The Enterprise Ethereum Alliance, which hopes to create an open-source blockchain standard around the technology for the business world, has gained more than 200 members in less than a year—including a number of Fortune 500 companies.
Someone who isn’t observing the cryptocurrency space very closely might be forgiven for not knowing what Ethereum is—and why it’s seen ripples that suggest it has the potential to usurp bitcoin in the long run.
Certainly bitcoin, whose value sits near its all-time high, isn’t going away anytime soon, but Ethereum, the second-largest cryptocurrency variant, is no slouch from a financial standpoint, or an organizational one. In fact, the technology behind the cryptocurrency has found a surprising base of fans within the enterprise world.
The Enterprise Ethereum Alliance, which launched in February, has seen significant growth in its member base in recent months, with household names like JPMorgan, BP, MasterCard, Intel, and Microsoft sitting side by side with cryptocurrency-focused organizations like talkcrypto.org, CoinFund, and iExec, along with a handful of banks and educational entities.
Currently, the alliance has 200 members, with 48 companies added just this week. Most notably, Hewlett Packard Enterprise joined the group, along with the University of New South Wales.
What’s attracting so many organizations to the group? For one thing, it might come down to what the organization is offering in return: an inside line to an open-source blockchain technology standard that already has a high-profile use case. The technology could prove important in the long run, even if it’s not attached to its namesake currency.
Earlier this year, the group took the mantle of being the world’s largest open-source blockchain initiative, which led board Chairman Julio Faura to highlight the fact that the group filled a need.
“EEA’s rapid growth in membership mirrors the accelerating acceptance and deployment of Ethereum blockchain solutions in the global marketplace,” Faura said in a news release. “The technological breadth, depth, and variety of organizations coming together under the auspices of EEA to create and drive enterprise Ethereum standards bodes well for the future development of the next-generation Ethereum ecosystem.”
Perhaps the most telling sign of this dichotomy is that JPMorgan is a founding member of the group, despite CEO Jamie Dimon representing perhaps one of the most high-profile skeptics of cryptocurrency in its current form.
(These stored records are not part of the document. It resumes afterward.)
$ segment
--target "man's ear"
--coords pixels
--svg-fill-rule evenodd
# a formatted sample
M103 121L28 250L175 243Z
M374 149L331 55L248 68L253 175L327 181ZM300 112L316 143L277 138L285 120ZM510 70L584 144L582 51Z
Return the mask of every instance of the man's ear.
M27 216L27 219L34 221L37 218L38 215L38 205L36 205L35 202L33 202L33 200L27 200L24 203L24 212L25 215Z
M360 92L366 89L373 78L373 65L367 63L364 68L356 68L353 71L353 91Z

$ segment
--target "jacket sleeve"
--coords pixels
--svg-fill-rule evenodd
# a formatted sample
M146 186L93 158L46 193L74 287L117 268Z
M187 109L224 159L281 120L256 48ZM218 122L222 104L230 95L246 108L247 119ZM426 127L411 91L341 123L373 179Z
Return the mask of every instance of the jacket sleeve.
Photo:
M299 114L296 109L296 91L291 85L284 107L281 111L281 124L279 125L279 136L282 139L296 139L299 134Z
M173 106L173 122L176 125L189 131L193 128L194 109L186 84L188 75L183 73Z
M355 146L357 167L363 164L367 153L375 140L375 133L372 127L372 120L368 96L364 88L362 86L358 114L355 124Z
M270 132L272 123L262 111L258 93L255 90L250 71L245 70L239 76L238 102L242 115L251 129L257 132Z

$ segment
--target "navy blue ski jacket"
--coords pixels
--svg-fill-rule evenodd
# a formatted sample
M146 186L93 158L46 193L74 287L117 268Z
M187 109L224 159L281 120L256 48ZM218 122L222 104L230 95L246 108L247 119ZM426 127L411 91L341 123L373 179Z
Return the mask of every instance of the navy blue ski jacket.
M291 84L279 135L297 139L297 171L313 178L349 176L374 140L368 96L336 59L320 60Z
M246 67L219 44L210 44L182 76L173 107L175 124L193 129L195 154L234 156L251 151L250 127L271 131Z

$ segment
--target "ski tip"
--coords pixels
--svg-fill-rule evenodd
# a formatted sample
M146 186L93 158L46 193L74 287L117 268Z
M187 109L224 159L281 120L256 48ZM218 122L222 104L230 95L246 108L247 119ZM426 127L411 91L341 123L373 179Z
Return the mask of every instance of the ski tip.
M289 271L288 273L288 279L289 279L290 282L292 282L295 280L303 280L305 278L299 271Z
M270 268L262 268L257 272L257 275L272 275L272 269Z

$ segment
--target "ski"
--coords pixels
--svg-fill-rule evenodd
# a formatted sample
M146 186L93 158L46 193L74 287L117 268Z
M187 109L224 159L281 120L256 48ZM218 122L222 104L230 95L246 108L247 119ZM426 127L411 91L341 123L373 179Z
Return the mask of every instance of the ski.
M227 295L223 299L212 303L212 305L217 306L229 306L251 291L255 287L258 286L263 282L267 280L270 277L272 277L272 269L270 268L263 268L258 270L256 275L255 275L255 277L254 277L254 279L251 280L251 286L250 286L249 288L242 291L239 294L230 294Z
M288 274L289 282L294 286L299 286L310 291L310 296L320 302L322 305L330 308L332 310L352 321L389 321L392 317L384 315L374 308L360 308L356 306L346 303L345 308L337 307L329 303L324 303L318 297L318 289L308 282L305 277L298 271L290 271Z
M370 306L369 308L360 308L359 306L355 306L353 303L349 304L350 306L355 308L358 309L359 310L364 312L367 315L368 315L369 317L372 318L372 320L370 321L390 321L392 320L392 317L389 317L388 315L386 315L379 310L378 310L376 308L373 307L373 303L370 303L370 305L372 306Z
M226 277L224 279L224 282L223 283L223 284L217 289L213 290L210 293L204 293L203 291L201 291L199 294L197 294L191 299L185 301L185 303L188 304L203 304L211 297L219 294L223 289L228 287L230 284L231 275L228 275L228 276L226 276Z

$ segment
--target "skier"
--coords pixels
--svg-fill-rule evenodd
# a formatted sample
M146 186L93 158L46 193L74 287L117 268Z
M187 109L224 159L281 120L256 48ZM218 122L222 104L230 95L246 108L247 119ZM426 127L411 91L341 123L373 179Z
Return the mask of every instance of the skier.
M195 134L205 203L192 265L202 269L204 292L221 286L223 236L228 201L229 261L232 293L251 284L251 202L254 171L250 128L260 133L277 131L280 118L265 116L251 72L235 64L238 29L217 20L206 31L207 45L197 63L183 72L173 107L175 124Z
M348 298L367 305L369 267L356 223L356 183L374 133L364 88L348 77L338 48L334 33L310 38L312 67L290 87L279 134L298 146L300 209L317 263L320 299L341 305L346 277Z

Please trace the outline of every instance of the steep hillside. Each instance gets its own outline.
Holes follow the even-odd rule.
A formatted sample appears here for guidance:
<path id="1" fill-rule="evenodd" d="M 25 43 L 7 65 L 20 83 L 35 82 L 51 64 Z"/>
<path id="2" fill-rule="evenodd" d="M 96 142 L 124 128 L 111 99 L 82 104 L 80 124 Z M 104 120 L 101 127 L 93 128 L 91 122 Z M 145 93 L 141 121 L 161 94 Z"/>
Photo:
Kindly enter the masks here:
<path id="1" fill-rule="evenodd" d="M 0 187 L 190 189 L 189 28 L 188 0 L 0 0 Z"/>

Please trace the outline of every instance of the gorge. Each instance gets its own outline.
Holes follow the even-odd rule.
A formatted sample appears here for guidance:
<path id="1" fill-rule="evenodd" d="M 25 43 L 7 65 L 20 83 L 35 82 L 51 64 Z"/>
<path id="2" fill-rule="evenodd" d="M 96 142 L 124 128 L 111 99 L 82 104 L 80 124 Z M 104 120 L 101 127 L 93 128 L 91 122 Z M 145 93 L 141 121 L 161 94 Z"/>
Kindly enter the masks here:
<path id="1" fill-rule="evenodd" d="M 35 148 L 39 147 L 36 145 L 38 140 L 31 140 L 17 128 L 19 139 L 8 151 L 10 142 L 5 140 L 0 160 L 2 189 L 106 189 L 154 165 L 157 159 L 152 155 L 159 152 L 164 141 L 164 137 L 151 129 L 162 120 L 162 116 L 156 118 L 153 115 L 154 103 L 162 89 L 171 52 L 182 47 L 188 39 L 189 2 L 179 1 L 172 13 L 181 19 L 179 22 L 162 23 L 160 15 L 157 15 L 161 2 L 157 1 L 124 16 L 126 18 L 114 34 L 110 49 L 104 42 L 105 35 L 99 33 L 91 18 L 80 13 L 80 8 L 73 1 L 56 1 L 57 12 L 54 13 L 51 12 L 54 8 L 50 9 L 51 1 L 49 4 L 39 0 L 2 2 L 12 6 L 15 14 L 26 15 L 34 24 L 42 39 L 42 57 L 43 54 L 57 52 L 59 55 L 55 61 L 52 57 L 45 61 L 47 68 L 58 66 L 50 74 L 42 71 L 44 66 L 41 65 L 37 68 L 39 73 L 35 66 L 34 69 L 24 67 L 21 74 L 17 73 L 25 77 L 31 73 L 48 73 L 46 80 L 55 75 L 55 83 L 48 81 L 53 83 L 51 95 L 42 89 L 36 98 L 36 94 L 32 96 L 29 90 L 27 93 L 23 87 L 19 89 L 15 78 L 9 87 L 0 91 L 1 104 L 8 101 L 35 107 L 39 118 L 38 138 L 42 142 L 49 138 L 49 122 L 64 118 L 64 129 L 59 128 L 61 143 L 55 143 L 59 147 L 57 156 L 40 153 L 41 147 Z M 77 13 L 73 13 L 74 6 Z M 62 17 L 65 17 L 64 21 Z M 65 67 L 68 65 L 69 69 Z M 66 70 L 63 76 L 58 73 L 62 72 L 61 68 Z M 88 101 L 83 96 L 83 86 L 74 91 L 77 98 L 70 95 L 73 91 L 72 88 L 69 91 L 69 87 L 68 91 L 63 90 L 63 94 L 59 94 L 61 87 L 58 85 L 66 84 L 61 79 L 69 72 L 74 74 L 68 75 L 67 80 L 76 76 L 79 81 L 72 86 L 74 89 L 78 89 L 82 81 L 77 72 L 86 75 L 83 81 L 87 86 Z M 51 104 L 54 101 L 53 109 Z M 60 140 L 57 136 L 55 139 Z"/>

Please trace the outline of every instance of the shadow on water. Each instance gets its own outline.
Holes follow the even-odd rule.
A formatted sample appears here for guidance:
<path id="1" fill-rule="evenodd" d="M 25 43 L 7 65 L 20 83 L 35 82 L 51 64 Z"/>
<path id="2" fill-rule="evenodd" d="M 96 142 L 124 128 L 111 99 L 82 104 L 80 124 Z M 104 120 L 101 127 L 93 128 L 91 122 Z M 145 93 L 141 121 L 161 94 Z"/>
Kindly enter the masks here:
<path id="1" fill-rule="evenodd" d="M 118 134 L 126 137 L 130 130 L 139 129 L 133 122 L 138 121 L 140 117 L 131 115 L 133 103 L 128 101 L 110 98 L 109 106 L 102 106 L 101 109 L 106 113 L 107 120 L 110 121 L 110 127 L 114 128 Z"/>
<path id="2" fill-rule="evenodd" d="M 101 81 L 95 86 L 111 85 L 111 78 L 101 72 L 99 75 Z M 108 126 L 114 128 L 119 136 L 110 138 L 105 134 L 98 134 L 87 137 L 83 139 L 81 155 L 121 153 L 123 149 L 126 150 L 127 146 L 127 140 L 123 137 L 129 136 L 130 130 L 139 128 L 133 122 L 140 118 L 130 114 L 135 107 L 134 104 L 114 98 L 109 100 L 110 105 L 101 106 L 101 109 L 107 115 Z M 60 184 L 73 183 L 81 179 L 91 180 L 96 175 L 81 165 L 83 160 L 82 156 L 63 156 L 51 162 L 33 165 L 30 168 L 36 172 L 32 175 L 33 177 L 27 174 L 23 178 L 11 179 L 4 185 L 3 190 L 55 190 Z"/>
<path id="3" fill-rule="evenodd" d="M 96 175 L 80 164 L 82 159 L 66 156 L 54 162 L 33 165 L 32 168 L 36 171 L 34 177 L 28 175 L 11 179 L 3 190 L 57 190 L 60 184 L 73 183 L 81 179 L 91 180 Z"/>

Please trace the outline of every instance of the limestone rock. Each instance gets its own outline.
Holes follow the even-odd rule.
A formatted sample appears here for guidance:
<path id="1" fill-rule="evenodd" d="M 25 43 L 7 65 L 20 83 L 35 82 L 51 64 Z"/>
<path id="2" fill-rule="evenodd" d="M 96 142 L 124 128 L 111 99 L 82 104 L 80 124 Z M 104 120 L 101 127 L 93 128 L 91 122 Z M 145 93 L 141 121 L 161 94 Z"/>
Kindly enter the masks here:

The company this week launched a blockchain-based system for transactions that is said to greatly reduce the steps involved in payment verification.
But even with the success of a group built around Ethereum’s technology, it may not be an easy road ahead, and the underlying technology isn’t immune to hurdles. Earlier this year, for example, a single trade on the Ethereum platform led the value of the currency to drop from $319 to just $0.10 in seconds, leading many traders to lose large amounts of money.
The situation, however, directly led to the creation of safeguards to help prevent this from happening again—the kind of safeguards one might expect from the creation of an open standard.